New Acquisitions
Early Spring, 1917
20¼ x 28¼ inches
Signed and dated lower right: Chas Burchfield / 1917
Provenance
ACA Galleries, New York, New York
Dr. and Mrs. Max Ellenberg, Montague, New Jersey, by 1970 Gerald Peters Gallery, New York, New York, 1998
Private collection, New York, acquired from the above, 2012 The Greenberg Gallery, St.

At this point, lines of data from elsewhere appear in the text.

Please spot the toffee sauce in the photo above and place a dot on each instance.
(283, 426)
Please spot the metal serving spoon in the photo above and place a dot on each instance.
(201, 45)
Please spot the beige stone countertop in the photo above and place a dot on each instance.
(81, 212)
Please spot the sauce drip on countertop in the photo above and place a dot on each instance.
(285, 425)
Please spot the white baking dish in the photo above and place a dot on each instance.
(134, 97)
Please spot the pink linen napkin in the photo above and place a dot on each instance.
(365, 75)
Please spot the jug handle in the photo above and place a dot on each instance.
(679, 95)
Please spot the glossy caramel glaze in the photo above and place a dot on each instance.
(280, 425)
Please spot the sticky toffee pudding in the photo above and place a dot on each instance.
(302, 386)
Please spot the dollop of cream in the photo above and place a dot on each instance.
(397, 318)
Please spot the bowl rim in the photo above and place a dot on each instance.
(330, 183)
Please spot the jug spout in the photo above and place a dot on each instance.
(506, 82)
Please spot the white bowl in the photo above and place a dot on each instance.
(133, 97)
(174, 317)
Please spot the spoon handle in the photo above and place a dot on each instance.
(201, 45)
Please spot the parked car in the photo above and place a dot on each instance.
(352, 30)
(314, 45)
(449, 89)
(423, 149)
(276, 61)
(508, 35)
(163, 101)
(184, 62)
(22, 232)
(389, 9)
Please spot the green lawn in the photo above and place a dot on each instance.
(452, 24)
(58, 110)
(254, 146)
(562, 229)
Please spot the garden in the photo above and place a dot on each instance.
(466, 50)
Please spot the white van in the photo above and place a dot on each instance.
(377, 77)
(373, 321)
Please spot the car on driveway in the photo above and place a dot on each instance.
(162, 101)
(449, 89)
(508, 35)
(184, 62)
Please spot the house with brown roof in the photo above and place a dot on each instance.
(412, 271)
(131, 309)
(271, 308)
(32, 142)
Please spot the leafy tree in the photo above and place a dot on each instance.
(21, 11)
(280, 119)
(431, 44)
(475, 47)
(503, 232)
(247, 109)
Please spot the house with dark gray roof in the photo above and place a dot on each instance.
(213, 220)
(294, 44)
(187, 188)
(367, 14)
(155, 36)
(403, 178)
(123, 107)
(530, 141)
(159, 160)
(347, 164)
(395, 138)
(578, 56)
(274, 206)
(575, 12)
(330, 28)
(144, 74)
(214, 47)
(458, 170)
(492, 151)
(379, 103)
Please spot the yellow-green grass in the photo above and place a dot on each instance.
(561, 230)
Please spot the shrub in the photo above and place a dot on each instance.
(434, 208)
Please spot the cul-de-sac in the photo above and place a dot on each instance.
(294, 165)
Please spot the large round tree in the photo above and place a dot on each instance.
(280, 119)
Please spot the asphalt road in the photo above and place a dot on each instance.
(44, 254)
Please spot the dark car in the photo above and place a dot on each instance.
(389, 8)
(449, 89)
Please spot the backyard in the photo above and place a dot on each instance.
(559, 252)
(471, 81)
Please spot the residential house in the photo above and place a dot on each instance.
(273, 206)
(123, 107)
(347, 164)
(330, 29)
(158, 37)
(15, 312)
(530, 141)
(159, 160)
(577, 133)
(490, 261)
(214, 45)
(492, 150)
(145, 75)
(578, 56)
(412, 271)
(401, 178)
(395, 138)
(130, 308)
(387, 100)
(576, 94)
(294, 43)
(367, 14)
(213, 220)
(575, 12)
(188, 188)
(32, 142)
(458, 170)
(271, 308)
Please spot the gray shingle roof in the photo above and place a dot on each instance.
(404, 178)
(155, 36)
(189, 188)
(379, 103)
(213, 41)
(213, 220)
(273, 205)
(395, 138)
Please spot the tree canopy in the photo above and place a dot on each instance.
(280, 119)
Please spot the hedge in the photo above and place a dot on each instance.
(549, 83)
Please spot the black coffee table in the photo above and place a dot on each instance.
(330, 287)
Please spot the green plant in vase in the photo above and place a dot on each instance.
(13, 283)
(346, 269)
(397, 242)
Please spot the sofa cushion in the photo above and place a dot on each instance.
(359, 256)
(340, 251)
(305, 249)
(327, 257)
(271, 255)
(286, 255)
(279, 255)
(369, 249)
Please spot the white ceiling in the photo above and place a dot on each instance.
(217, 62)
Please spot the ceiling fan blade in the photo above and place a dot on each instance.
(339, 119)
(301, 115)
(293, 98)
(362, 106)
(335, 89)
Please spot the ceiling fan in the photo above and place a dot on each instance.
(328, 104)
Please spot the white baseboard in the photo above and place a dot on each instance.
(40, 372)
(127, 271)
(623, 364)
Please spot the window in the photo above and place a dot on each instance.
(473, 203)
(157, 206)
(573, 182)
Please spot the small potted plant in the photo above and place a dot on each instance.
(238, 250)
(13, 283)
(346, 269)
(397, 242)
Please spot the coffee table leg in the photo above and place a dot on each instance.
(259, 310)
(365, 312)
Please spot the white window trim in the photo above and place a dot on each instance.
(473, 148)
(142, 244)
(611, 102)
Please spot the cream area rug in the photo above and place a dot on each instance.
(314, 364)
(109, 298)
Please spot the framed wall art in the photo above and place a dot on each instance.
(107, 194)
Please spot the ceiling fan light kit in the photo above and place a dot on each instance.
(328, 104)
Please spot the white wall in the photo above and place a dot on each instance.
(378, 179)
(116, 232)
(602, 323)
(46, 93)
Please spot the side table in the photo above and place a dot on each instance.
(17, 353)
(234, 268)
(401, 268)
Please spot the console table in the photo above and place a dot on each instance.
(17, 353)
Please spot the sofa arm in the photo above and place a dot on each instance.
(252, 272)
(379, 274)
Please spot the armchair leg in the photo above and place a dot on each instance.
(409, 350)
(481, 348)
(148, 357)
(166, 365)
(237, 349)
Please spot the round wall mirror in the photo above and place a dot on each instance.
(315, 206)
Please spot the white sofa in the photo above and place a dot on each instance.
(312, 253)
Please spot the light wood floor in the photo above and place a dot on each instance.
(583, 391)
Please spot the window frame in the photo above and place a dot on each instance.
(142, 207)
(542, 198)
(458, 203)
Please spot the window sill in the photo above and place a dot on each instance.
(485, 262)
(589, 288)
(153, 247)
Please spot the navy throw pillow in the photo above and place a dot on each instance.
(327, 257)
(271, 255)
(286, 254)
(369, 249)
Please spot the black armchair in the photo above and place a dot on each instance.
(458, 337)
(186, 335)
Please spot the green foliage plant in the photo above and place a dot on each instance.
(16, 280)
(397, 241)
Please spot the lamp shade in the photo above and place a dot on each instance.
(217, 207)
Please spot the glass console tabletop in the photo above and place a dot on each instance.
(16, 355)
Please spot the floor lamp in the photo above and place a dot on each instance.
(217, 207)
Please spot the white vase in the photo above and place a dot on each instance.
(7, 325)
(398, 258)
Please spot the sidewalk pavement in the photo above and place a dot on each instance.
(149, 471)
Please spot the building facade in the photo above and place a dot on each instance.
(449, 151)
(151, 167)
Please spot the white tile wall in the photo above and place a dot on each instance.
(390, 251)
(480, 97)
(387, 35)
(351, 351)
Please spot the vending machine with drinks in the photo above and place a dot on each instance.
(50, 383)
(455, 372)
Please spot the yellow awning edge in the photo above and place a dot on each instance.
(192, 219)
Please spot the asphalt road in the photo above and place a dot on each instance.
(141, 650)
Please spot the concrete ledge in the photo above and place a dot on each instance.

Louis, Missouri
Private collection, acquired from above, 2017
Sale, Christie’s, New York, New York, April 17, 2026, lot 129
Exhibited
ACA Galleries, New York, New York, Second Annual Art on Paper, December 2, 1969 – January 3, 1970.
Somerville Manning Gallery, Greenville, Delaware, American Masters: Art of the 19th, 20th and 21st Centuries, April 16-June 5, 2010.
Gerald Peters Gallery, New York, New York, Defining Modern, May 10-June 8, 2012.
Literature
J.S. Trovato, Charles Burchfield: Catalogue of Paintings in Public and Private Collections, Utica, New York, 1970,
59, 354, no. 281.
Related Works
Black Hollow (Black Void), 1917, watercolor on paper, 22 x 18 inches, signed lower right; Burchfield Penny Art Center, Buffalo State University, Buffalo, New York
An April Mood, watercolor and charcoal on joined paper, 40 x 54 inches, signed with monogram and dated lower right: CEB / 1955; Whitney Museum of American Art, New York, New York
Note
In 1912, Charles Burchfield began his studies at the Cleveland School of Art. Upon graduation in 1916, he moved to New York, where he received a scholarship to the National Academy of Design. In 1917, at the age of twenty-four, he returned to Salem, Ohio, and experienced what he would later call his “golden year,” during which his observations of nature evolved into a more stylized, abstract mode punctuated with symbolic representations. Early Spring was completed during this watershed year in his career. Indeed, Burchfield was so energized in 1917 that at times he produced watercolors at a rate of two or three a week. It was in this year that he began to fully develop his philosophy of incorporating whimsical representations of nature to evoke a deeper spiritual meaning. As seen in the present work, Burchfield’s technique of expressing movement, and even sound, allows the viewer to imagine the rustling of branches and the sound of the flowing stream.